J’ai retourné cette phrase dans tous les sens pour essayer d’en capter toutes les nuances et je vous présente maintenant les conclusions auxquelles je suis arrivé.
Dans l’ensemble de l’Europe, mais sous une forme plus visible et dramatique dans les pays du Sud, nous avons vécu, vivons et nous vivrons une crise, qui a commencé par être financière, mais qui a fini par être économique, de travail, sociale et du modèle de société.
Cette crise – qui présente comme caractéristiques l’explosion des dettes, des déficits, la montée des impôts, la restriction du crédit, le gel des investissements et l’affaiblissement de ce que nous avions coutume d’appeler ‘ l’Etat providence ‘-, a emporté avec elle beaucoup de gens, beaucoup de modèles, beaucoup de règles et beaucoup d’illusions.

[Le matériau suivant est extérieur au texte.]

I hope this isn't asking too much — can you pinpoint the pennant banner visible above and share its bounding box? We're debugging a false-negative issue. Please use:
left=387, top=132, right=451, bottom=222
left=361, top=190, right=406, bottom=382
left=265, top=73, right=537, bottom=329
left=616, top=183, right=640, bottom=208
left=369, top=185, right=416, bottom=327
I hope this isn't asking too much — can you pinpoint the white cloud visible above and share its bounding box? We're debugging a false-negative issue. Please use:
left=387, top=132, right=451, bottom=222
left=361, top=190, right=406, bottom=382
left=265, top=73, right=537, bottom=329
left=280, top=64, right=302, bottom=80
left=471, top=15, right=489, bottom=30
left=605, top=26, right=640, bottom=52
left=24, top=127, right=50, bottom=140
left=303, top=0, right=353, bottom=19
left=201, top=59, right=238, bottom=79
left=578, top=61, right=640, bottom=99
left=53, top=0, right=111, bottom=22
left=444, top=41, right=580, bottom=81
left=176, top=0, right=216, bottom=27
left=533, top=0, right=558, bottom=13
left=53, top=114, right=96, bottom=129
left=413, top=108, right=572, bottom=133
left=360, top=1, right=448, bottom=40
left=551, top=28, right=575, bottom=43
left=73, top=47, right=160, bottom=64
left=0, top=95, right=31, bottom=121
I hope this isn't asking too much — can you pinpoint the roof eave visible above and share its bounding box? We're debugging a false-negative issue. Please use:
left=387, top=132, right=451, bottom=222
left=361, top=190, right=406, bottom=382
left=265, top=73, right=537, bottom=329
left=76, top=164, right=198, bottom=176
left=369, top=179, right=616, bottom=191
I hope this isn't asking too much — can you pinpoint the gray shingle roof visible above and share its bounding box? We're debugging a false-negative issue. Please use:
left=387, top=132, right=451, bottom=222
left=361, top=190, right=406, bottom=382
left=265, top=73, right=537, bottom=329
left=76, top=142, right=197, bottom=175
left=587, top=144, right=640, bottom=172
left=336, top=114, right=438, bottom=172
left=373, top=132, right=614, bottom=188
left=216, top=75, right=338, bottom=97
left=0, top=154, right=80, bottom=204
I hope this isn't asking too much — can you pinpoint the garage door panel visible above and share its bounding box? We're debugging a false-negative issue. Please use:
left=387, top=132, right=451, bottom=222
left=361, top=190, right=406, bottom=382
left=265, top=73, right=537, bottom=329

Comme conséquence de la crise, des crises, beaucoup de gens restent sans travail, beaucoup d’autres ont vu leurs revenus se réduire, beaucoup de jeunes ont perdu leurs espérances et nous avons vu réapparaître les privations et la misère. Une misère matérielle et une misère humaine.

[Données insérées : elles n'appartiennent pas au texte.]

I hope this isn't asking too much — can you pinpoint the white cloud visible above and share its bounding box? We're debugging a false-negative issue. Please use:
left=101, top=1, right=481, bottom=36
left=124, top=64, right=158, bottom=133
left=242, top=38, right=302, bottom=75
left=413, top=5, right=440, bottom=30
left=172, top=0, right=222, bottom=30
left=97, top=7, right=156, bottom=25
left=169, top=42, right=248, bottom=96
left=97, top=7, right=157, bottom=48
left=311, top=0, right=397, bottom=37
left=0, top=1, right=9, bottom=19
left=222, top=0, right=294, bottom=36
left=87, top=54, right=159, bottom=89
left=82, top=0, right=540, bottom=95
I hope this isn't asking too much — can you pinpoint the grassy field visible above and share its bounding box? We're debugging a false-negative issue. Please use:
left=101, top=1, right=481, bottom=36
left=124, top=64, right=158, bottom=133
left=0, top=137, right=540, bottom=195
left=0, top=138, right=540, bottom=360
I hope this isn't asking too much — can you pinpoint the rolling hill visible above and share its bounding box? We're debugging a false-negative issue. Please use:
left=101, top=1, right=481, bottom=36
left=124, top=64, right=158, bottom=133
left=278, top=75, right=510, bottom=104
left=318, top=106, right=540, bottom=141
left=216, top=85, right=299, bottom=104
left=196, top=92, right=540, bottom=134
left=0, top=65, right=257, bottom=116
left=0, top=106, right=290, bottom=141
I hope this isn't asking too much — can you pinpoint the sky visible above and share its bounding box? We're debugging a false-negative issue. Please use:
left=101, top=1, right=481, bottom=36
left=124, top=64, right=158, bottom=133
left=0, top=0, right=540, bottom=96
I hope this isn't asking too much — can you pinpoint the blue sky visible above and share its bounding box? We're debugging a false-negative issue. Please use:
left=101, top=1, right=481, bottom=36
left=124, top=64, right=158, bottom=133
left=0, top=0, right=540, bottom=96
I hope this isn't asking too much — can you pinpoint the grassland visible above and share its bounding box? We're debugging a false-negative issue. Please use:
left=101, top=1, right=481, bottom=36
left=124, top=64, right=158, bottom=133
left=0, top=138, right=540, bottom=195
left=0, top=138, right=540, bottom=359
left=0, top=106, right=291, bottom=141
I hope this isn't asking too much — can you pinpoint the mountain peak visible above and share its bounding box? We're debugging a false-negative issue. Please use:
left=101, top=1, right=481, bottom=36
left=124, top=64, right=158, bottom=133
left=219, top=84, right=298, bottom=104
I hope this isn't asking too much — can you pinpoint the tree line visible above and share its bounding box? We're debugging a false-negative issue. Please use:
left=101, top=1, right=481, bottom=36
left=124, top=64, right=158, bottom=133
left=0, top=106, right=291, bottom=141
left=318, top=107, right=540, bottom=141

Dans ce marasme ceux qui ont plus souffert et continuent de souffrir sont les classes moyennes, les entrepreneurs individuels, les PME, les professionnels libéraux et cultivés et les petits épargnants. Les administrations publiques et les marchés qui exigent toujours plus et qui ont de moins en moins à offrir, sont sur le point d’écraser ceux qui ne sont pas, encore, suffisamment pauvres pour vivre subventionnés ni suffisamment riches pour avoir l’accès aux mécanismes d’opacité fiscale.
Ces groupes sociaux, maintenant sérieusement abîmés, étaient une composante essentielle du marché de l’art. Ils constituaient le matelas qui permettait à la chaîne artiste – galeriste-encadreurs… de continuer d’exister. Il y a très peu de galeristes qui peuvent vivre des collectionneurs ayant de grandes fortunes, et en revanche il y en a beaucoup qui existaient et qui survivent grâce au marché que constituent les gens cultivés, amoureux de l’art, qui pouvaient ou qui peuvent acquérir des œuvres à prix raisonnables.

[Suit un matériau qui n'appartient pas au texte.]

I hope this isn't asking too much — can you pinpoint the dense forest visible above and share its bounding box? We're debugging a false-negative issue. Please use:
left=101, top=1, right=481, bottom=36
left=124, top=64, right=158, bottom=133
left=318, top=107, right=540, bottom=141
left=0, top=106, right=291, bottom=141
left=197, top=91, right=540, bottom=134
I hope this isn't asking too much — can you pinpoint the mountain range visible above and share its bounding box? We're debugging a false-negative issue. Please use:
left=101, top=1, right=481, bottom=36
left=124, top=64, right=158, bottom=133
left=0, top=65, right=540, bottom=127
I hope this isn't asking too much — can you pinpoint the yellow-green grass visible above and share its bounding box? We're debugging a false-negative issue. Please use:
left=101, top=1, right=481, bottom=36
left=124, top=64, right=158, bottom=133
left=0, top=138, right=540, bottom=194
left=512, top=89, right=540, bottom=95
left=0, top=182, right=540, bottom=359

Tout cela a été bouleversé. La crise a rétréci le marché de l’art, en termes de nombre de transactions et de chiffres d’affaires, et cette contraction peut-être mortelle pour le binôme artiste – galeriste ainsi que pour la poursuite de pas mal de collections.
Voilà donc comment la crise touche le monde de l’art. De façon que si quelqu’un veut, vraiment, aider les artistes, il faut travailler à ce qu’un marché existe, et pour qu’il y ait un marché il faut des acheteurs. Le reste n’est plus que mécénat public, installations pour les musées, des mots que le vent emporte, des pincées de bonne conscience, et la vanité de la chaîne qui établit les canons et les modes et dont l’objectif est de faire prospérer les intérêts des grands collectionneurs.